Fresh, more intimate 'First Date' to debut in Pittsburgh
When Aaron and Casey meet for their blind date, they are not alone.
They have each brought along all those hopes, disappointments and expectations gathered from previous relationships, as well as the well-meant cautionary advice of their relatives, concerned co-workers and therapists.
That's the premise behind the small musical “First Date,” which the CLO Cabaret is staging Feb. 4 to April 24 at the Cabaret at Theater Square, Downtown.
Broken-hearted exes, Grandma Ida and even their potential future son chime in as this supposedly casual, “it's just drinks” encounter turns into a high-stakes dinner.
“The two are on a date. But the others are the voices of their exes, relatives and best friends that they hear in their heads,” says composer and lyricist Michael Weiner who wrote the score with Alan Zachary. “I thought it would be fun theatrically.”
The idea for the musical began as a conversation between Zachary, Weiner and Austin Winsberg, who wrote the musical's script.
“This show emerged because we three were reminiscing about our own bad dates and started thinking, ‘Why not write something about this,' ” Weiner says.

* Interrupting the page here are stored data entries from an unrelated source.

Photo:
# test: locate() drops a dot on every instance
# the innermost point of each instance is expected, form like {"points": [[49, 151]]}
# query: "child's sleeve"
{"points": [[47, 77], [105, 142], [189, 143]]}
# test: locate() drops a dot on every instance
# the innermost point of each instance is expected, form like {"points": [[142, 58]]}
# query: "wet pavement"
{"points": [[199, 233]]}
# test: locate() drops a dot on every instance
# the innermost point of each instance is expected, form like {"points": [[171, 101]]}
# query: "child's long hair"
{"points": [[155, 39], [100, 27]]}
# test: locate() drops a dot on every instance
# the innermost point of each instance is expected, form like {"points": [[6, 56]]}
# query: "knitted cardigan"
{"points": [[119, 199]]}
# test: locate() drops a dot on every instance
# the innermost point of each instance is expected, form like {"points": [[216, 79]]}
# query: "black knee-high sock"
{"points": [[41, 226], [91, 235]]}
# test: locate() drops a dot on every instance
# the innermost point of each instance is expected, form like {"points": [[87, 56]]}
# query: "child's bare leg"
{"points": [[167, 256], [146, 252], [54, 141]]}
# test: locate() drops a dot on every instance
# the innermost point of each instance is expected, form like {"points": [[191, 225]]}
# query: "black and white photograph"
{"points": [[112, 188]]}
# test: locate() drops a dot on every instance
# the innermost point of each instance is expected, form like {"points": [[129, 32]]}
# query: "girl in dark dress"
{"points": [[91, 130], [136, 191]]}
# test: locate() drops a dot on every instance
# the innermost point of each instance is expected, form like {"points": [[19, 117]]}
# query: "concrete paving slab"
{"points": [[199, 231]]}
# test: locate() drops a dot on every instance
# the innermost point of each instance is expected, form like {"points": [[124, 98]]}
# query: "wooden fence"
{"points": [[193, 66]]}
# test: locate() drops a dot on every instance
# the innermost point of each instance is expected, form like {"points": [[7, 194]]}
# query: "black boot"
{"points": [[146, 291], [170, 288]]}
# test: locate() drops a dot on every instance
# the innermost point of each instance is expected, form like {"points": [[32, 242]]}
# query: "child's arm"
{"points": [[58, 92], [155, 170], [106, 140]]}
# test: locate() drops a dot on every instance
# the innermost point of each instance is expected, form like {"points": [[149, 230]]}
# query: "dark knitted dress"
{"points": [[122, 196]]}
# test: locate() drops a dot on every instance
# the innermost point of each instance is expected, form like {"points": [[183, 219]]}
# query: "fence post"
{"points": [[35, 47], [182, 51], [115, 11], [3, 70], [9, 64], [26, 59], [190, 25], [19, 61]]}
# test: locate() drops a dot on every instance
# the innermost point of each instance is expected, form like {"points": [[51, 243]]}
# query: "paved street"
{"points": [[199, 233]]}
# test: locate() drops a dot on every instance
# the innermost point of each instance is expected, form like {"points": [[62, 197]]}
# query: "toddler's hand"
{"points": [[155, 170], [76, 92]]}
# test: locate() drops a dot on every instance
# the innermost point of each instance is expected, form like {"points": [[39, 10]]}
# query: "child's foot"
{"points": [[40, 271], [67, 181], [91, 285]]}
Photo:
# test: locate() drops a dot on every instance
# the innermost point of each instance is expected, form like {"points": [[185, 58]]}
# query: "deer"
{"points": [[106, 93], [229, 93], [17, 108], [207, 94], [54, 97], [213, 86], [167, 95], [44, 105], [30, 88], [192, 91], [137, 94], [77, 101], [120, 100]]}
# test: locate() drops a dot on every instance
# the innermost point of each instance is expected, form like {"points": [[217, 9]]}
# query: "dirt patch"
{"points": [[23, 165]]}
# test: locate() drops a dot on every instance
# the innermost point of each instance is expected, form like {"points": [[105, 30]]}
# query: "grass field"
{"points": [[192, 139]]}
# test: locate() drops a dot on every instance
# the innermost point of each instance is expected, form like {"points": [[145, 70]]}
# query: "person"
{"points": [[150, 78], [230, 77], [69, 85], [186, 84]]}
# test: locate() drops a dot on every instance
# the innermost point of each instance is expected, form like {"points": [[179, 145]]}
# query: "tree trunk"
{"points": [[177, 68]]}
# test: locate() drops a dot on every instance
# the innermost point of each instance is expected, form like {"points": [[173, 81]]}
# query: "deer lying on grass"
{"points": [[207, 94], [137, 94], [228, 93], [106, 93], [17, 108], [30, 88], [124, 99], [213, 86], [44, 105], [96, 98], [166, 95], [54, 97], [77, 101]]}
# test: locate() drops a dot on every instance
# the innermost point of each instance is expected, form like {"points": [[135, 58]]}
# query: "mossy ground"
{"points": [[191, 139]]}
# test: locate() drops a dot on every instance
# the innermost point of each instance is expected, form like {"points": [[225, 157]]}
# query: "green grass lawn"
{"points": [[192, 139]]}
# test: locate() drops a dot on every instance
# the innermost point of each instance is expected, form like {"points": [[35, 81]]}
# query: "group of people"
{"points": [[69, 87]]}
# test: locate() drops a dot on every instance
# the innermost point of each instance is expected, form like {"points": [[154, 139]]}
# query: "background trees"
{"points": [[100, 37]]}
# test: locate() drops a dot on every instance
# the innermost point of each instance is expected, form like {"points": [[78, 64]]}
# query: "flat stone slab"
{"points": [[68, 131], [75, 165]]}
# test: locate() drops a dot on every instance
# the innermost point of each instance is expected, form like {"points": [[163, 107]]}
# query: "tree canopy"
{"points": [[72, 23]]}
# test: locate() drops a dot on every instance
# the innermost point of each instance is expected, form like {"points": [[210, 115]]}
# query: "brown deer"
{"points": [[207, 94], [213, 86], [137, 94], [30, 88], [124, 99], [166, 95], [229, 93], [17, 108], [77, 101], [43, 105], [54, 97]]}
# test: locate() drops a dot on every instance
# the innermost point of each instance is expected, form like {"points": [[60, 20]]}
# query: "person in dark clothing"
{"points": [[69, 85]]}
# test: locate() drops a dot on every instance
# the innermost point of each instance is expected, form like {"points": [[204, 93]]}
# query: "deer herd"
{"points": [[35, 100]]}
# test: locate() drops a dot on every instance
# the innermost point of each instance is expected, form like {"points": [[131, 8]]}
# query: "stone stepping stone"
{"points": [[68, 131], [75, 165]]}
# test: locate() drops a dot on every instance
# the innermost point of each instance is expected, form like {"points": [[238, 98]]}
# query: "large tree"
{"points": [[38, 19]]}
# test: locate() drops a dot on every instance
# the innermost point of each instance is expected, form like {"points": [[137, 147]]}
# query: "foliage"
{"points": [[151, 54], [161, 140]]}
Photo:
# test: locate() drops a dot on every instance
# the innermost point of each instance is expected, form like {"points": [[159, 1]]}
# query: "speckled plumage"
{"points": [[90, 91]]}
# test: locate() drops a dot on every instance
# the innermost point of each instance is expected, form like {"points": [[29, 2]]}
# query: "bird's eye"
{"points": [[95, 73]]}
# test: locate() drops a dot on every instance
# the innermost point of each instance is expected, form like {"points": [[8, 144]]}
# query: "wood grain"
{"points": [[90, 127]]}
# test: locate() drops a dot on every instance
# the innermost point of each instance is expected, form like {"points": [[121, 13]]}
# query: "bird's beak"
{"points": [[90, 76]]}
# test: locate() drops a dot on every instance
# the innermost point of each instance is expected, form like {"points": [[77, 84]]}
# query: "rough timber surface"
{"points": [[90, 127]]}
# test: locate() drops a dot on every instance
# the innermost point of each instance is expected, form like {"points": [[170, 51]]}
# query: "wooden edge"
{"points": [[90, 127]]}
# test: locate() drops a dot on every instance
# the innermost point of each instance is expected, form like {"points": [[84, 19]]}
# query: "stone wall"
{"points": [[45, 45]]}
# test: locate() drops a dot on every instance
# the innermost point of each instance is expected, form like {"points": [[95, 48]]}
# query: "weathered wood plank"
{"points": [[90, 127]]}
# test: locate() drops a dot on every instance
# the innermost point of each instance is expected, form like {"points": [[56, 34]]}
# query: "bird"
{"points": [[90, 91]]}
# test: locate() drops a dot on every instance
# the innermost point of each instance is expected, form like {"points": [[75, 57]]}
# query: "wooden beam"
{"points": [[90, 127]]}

The show debuted in 2012 with a sold-out run at Seattle's 5th Avenue/ACT Theatres. A year later, it opened at the Longacre Theatre on Broadway where it ran for 174 performances.
Since then, it has had productions in Japan, Mexico and Italy, some of which Weiner attended. “It was very illuminating to see how different cultures respond to different jokes,” he says.
While those shows were successful, Zachary, Weiner and Winsberg saw ways the show could be revised and improved.
“Broadway gave us a sense of what worked and what didn't,” Weiner says. “What's exciting about Pittsburgh is that we are doing a brand-new version.”
Two actors were eliminated and their roles reassigned.
Now, three actors — David Toole, Maggie Carr and Connor McCanlus — play 11 of the musical's characters while Luke Halferty and Caroline Nicolian play the potential couple Aaron and Casey.
Two new songs will make their debut in Pittsburgh.
“Two brand-new songs out of (a score of) 13 is a lot,” Weiner says.
Instead of the proscenium staging of earlier productions, the CLO Cabaret version is experimenting with a thrust-stage arrangement that places the audience at tables that surround Aaron and Casey's table on three sides.
“In Pittsburgh, in this space, it seems ideal. We loved the idea of doing it in an immersive environment — in a cafe or bar surrounding the actors,” Zachary says.
“The actors will be at tables amongst the audience. The idea is you are in the restaurant where (Aaron and Casey) are on a date. It's similar to that experience we have all been in: You're in a restaurant and can't help but overhear what's going on (at another table).”
When Zachary, Weiner and Winsberg created “First Date,” they thought their audience would be people who, like them, were in their 30s.
“We thought, ‘Those people will get it,' ” Zachary says. “But we discovered everyone from those who are 18 to those in their 80s got it. Everyone is dating.”
Alice Carter is a Tribune-Review contributing writer.